Mailman 3 Counter comparison - Python-ideas

Counter comparison

Antony Lee

Nov. 21, 2014

5:55 p.m.

As Counter objects effectively behave like multi-sets, it seems reasonable to overload <, <=, >, >= as for set objects to check whether a Counter is a sub/super-set of another Counter: c < d <===> all(c[k] < d[k] for k in c) Thoughts? Antony

Attachments:

attachment.htm (text/html — 366 bytes)

Show replies by date

MRAB

November 2014

6:27 p.m.

On 2014-11-21 23:55, Antony Lee wrote:

...

As Counter objects effectively behave like multi-sets, it seems reasonable to overload <, <=, >, >= as for set objects to check whether a Counter is a sub/super-set of another Counter:

c < d <===> all(c[k] < d[k] for k in c)

Thoughts?

More correctly, it would be: all(c[k] < d[k] for k in set(c) | set(d))

Raymond Hettinger

9:47 a.m.

...

On Nov 21, 2014, at 3:55 PM, Antony Lee <antony.lee@berkeley.edu> wrote:

As Counter objects effectively behave like multi-sets, it seems reasonable to overload <, <=, >, >= as for set objects to check whether a Counter is a sub/super-set of another Counter:

c < d <===> all(c[k] < d[k] for k in c)

Thoughts

This is something that could be done, but I think the demonstrated need is nearly zero. It doesn't seem to arise in practice. Conceptually, a counter is just a dictionary that returns zero instead of raising a KeyError. So, while they can be used as multisets, they have other uses as well (for example, allowing negative counts or fractional counts). Another thought, is that overloading comparison operators risks isn't always a good thing. Even for regular sets, people sometimes get surprised that the sort order isn't deterministic (because sets have a partial ordering instead of a total ordering). The idea of adding counter comparisons was considered from the outset and was intentionally not included. If compelling use cases were arising in practice, we could add comparison support, but until then it is more prudent to be conservative with the API. Raymond

Antoine Pitrou

10:06 a.m.

On Sat, 22 Nov 2014 07:47:51 -0800 Raymond Hettinger <raymond.hettinger@gmail.com> wrote:

...

...
On Nov 21, 2014, at 3:55 PM, Antony Lee <antony.lee@berkeley.edu> wrote:

As Counter objects effectively behave like multi-sets, it seems reasonable to overload <, <=, >, >= as for set objects to check whether a Counter is a sub/super-set of another Counter:

c < d <===> all(c[k] < d[k] for k in c)

Thoughts

This is something that could be done, but I think the demonstrated need is nearly zero. It doesn't seem to arise in practice.

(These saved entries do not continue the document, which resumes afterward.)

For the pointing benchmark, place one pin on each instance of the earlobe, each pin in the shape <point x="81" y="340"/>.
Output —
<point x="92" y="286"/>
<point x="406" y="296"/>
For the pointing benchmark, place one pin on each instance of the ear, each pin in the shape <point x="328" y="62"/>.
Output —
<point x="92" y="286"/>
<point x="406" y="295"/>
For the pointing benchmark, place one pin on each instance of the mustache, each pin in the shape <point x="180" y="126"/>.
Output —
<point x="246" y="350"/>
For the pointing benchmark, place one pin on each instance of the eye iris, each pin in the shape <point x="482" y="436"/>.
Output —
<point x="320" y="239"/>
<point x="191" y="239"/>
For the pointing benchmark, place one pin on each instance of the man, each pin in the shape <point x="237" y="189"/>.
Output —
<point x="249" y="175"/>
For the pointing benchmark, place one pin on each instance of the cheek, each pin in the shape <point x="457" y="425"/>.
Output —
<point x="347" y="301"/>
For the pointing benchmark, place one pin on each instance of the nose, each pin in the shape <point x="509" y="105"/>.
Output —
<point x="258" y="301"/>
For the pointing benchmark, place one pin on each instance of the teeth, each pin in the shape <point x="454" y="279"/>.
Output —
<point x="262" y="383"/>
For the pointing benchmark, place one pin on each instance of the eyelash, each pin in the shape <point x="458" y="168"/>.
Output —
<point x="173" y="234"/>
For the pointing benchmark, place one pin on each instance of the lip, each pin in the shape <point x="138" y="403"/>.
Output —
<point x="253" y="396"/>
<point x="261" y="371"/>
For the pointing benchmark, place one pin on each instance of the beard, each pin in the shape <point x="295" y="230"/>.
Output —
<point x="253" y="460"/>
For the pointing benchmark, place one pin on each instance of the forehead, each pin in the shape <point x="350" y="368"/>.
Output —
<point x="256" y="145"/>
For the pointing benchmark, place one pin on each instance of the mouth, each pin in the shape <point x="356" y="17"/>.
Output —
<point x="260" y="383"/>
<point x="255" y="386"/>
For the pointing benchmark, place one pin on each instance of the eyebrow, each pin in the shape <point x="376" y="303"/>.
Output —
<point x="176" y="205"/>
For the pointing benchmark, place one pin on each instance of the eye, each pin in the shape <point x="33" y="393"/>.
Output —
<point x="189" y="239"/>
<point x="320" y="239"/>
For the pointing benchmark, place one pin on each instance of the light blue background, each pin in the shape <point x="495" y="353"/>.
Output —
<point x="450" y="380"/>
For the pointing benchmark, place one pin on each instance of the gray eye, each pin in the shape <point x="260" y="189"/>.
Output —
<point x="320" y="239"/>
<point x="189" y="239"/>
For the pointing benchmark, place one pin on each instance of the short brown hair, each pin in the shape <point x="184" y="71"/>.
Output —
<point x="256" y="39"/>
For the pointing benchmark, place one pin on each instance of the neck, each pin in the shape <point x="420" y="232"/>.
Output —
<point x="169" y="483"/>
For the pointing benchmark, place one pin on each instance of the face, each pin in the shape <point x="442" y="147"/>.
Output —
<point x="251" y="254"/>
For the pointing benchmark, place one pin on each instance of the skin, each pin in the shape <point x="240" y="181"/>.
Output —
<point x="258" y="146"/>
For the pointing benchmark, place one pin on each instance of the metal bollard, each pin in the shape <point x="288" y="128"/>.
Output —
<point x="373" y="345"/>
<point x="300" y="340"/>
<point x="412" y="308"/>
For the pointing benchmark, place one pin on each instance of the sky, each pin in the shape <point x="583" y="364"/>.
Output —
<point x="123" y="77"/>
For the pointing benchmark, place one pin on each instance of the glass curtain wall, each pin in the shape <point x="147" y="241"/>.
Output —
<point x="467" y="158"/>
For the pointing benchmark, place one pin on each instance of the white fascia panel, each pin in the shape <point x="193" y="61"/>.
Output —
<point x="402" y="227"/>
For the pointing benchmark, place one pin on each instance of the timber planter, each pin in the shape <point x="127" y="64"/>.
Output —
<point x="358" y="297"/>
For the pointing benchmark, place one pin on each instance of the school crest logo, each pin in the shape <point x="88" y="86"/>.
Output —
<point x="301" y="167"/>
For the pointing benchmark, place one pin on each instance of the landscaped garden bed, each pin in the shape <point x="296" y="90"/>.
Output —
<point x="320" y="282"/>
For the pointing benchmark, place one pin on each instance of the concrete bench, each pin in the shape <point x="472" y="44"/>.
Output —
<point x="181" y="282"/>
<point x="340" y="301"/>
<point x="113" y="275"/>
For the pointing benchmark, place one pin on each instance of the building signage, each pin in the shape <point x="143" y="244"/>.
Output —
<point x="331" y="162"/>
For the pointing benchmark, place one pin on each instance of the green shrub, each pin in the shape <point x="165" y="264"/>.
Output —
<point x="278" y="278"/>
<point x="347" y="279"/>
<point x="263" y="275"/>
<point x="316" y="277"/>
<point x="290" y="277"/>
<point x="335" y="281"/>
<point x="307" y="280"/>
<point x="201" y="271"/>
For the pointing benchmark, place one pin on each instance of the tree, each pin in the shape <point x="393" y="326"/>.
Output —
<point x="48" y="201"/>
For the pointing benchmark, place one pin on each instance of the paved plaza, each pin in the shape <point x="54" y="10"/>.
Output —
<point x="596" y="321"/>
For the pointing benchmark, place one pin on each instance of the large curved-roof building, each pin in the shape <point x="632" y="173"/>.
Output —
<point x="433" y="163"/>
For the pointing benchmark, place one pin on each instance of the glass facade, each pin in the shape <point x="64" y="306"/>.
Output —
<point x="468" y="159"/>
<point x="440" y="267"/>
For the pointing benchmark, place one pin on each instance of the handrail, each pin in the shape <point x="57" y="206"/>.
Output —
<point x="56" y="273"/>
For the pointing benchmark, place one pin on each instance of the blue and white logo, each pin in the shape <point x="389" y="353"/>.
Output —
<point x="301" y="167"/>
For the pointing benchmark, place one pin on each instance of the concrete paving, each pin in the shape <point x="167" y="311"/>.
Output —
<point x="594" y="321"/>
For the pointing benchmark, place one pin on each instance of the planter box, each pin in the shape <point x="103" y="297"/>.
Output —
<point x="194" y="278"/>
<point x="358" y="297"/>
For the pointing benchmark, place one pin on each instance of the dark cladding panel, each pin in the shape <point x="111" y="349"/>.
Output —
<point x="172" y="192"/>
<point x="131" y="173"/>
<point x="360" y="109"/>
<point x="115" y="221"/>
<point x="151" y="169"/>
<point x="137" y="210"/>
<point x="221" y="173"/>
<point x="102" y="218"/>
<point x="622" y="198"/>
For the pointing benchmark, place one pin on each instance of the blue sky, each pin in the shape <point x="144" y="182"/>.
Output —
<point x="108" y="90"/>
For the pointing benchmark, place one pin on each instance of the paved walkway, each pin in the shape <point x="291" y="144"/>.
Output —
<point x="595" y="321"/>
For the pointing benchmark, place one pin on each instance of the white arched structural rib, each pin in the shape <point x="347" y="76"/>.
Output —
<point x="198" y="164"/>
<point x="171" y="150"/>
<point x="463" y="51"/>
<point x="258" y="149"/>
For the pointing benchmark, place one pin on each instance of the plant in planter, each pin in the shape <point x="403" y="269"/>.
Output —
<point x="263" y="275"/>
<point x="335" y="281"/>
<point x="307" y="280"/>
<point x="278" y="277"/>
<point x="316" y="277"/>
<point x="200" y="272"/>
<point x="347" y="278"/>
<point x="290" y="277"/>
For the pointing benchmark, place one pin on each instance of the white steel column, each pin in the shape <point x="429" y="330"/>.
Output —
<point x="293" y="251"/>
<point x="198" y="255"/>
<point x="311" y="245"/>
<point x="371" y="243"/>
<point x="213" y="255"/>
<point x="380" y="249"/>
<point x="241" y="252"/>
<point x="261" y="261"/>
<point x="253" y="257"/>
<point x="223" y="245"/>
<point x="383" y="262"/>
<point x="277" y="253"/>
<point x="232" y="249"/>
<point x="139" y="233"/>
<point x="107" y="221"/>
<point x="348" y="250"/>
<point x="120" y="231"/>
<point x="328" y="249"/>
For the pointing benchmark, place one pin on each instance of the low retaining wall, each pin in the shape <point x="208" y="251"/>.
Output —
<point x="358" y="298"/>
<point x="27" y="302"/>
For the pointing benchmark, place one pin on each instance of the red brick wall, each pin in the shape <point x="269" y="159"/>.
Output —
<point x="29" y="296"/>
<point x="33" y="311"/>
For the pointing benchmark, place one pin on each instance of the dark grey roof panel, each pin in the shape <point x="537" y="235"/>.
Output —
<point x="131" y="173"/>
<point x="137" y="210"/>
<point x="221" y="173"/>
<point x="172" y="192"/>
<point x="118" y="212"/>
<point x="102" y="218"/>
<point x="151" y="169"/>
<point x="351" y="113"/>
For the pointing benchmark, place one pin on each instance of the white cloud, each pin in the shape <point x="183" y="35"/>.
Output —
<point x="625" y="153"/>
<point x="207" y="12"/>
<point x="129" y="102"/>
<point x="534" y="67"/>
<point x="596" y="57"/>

You say this while you closed an issue where the poster asked for this very feature, and clearly stated what his needs were: http://bugs.python.org/issue22515

...

Conceptually, a counter is just a dictionary that returns zero instead of raising a KeyError.

Come on. If that were the case, it wouldn't expose other operators such as addition, subtraction, intersection and union. https://docs.python.org/3.3/library/collections.html#collections.Counter

...

So, while they can be used as multisets, they have other uses as well (for example, allowing negative counts or fractional counts).

The demonstrated need for those "other uses" is nearly zero. It doesn't seem to arise in practice. Your insistance on defending irrational API decisions is staggering. Regards Antoine.

Raymond Hettinger

8:51 p.m.

...

On Nov 22, 2014, at 8:06 AM, Antoine Pitrou <solipsis@pitrou.net> wrote:

Your insistance on defending irrational API decisions is staggering.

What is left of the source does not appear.